Il processore di pagamenti in criptovalute Bitpay sospenderà le sue attività in Germania

Corporate Traveller

La notizia sta iniziando a circolare in questi giorni, Bitpay, uno dei principali processori di pagamenti in criptovalute al mondo, sospenderà le proprie attività in Germania; la notizia, però, è molto meno inquietante di quanto potrebbe sembrare, come dichiarato da Jan Jahosky (portavoce dell’azienda), la scelta è solo temporanea. A partire dall’anno prossimo, spiega la Jahosky, la Germania richiederà alle aziende del settore di dotarsi di un’apposita licenza (rilasciata dall’Autorità federale di vigilanza finanziaria) per poter continuare ad operare pubblicamente; interpellata direttamente sulla questione Jan Jahosky ha affermato che:

“La Germania ha dichiarato pubblicamente che desidera che le società di crittografia richiedano una licenza a partire dal 2020; di conseguenza è arrivata la nostra decisione di mettere in pausa le nostre attività tedesca in attesa di capire meglio il da farsi

Il ritiro di Bitpay dalle scene tedesche, comunque, non dovrebbe rappresentare un grosso problema per il mercato, anche perché la Germania in fatto di criptovalute non è certamente uno dei paesi più importanti al mondo, per non parlare del fatto che i cittadini tedeschi avranno comunque a disposizione altri strumenti altrettanto validi e funzionali di Bitpay. La sospensione, poi, dovrebbe essere temporanea e probabilmente l’azienda tornerà ad operare in Germania non appena sarà diventato chiaro l’iter per ottenere la nuova licenza che verrà introdotta nel 2020; più che altro questa notizia dimostra l’incompetenza della classe dirigente (che non è un problema solo italiano), dal momento che quando con un semplice e banale annuncio ti scopri capace di allontanare aziende dal paese e di bloccare la crescita di un intero comparto industriale allora forse più che il politico o il dirigente il tuo lavoro ideale sarebbe friggere patatine in qualche fast food. Sinceramente la cosa sta diventando un problema qui in Europa, i nostri politici parlano troppo e spesso a sproposito, non sembrano rendersi conto dell’effetto che le loro dichiarazioni hanno sulla vita reale e diventa sempre più comune che facciano danni ogni volta che aprono bocca. Anche se l’impatto che tutto questo avrà sia sui bitcoiners tedeschi che in generale sul mercato sarà sostanzialmente irrisorio, alcune aziende si ritrovano già a pagare le conseguenze degli errori di propri politici; Computer Base, ad esempio, è uno dei principali siti di news tecnologiche della Germania ed ha già annunciato che, a causa della sospensione di BitPay, non accetterà più abbonamenti pagati in bitcoin.

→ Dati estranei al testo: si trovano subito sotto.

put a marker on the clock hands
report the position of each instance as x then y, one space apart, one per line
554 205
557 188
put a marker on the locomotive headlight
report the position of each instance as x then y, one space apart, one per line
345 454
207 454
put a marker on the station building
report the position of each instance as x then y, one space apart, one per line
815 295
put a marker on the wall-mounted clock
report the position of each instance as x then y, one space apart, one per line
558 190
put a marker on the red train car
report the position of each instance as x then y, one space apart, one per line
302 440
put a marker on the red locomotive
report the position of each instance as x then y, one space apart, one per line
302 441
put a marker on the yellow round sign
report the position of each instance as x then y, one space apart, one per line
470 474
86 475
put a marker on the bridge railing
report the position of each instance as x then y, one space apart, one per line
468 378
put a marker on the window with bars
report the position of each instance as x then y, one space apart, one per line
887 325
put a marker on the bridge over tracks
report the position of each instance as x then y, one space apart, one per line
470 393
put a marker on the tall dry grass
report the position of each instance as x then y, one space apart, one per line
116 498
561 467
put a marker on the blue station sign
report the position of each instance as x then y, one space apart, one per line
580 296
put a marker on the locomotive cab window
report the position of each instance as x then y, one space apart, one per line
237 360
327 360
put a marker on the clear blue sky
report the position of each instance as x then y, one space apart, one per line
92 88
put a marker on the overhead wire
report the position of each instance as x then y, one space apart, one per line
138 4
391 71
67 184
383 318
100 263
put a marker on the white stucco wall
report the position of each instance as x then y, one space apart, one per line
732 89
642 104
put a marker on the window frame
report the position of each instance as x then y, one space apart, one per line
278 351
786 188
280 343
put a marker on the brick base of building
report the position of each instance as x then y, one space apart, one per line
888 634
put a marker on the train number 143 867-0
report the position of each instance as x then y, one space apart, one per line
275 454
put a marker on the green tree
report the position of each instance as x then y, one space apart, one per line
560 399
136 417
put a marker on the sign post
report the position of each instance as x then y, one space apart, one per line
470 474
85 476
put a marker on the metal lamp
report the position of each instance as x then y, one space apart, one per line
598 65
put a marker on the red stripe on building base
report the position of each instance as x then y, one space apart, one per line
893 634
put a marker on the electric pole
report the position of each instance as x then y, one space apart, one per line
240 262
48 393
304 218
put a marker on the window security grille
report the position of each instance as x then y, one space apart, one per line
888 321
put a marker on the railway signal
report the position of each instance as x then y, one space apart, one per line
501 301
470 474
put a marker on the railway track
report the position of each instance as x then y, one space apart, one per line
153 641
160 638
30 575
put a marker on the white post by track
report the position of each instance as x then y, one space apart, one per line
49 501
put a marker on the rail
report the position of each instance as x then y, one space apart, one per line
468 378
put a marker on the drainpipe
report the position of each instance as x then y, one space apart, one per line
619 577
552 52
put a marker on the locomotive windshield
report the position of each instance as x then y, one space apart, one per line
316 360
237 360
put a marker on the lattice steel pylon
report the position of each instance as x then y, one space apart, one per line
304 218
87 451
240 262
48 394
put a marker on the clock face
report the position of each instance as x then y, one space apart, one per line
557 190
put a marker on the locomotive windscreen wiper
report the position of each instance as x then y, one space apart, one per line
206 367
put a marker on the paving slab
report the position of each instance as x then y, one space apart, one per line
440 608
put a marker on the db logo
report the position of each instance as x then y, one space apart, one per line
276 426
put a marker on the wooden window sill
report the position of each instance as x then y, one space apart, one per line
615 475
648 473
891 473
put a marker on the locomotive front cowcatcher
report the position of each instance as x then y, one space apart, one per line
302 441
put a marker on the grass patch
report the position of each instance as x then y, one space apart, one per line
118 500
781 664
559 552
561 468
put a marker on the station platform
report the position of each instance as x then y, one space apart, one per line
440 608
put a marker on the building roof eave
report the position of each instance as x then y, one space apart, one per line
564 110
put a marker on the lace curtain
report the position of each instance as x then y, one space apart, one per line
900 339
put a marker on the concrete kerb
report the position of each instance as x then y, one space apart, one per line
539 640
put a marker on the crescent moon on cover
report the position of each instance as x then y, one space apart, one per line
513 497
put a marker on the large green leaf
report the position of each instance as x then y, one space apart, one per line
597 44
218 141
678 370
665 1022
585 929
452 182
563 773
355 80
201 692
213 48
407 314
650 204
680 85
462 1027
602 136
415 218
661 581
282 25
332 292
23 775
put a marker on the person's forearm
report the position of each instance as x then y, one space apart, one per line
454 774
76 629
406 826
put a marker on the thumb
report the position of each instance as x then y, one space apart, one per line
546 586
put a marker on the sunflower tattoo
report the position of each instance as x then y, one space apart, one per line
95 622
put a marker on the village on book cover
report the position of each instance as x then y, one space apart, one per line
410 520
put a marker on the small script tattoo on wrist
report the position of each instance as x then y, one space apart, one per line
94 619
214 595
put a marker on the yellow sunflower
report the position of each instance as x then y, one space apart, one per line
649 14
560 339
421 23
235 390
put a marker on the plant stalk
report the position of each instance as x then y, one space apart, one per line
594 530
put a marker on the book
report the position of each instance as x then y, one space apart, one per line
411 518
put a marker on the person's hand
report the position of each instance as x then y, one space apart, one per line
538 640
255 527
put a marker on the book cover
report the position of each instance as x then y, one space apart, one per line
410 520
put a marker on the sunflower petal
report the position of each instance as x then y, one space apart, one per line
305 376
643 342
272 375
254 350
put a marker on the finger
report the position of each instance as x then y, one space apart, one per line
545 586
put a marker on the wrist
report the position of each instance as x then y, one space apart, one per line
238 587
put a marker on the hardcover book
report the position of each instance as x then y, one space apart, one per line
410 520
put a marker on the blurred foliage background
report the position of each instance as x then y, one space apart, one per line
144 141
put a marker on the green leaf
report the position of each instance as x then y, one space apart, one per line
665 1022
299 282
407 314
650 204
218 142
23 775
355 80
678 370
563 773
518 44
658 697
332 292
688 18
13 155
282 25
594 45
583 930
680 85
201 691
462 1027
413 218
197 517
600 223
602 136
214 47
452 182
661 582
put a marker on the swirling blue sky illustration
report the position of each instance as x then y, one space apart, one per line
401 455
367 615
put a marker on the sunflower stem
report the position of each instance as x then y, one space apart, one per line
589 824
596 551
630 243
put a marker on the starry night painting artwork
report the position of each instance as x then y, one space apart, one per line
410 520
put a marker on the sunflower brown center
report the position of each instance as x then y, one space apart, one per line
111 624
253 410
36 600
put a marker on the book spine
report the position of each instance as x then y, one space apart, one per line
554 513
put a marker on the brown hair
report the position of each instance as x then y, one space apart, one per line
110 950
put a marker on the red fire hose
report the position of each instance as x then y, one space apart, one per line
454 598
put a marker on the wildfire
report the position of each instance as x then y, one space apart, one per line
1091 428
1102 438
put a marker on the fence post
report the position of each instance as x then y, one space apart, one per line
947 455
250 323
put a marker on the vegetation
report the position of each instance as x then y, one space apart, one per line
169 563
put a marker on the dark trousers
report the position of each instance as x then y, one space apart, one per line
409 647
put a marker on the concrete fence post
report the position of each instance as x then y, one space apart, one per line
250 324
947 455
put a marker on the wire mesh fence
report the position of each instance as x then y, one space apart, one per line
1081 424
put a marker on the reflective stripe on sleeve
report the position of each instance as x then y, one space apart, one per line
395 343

Certamente Computer Base non fallirà per questo motivo, del resto gli abbonati che pagavano in bitcoin erano comunque in numero irrisorio, tuttavia l’azienda subirà di certo un danno da tutto questo; i governi devono capire che qui c’è un intero settore industriale in cui lavorano migliaia di persone e centinaia di aziende che immancabilmente subiscono le conseguenze delle loro dichiarazioni spesso sconclusionate o comunque inutili. Non ha alcun senso dichiarare continuamente che si introdurrà un nuovo quadro normativo, terrorizzando aziende ed operatori del settore, quando poi quel nuovo quadro normativo richiederà probabilmente mesi, forse persino anni, per essere creato e diventare legge; prima si scrive la legge, poi la si comunica, non il contrario.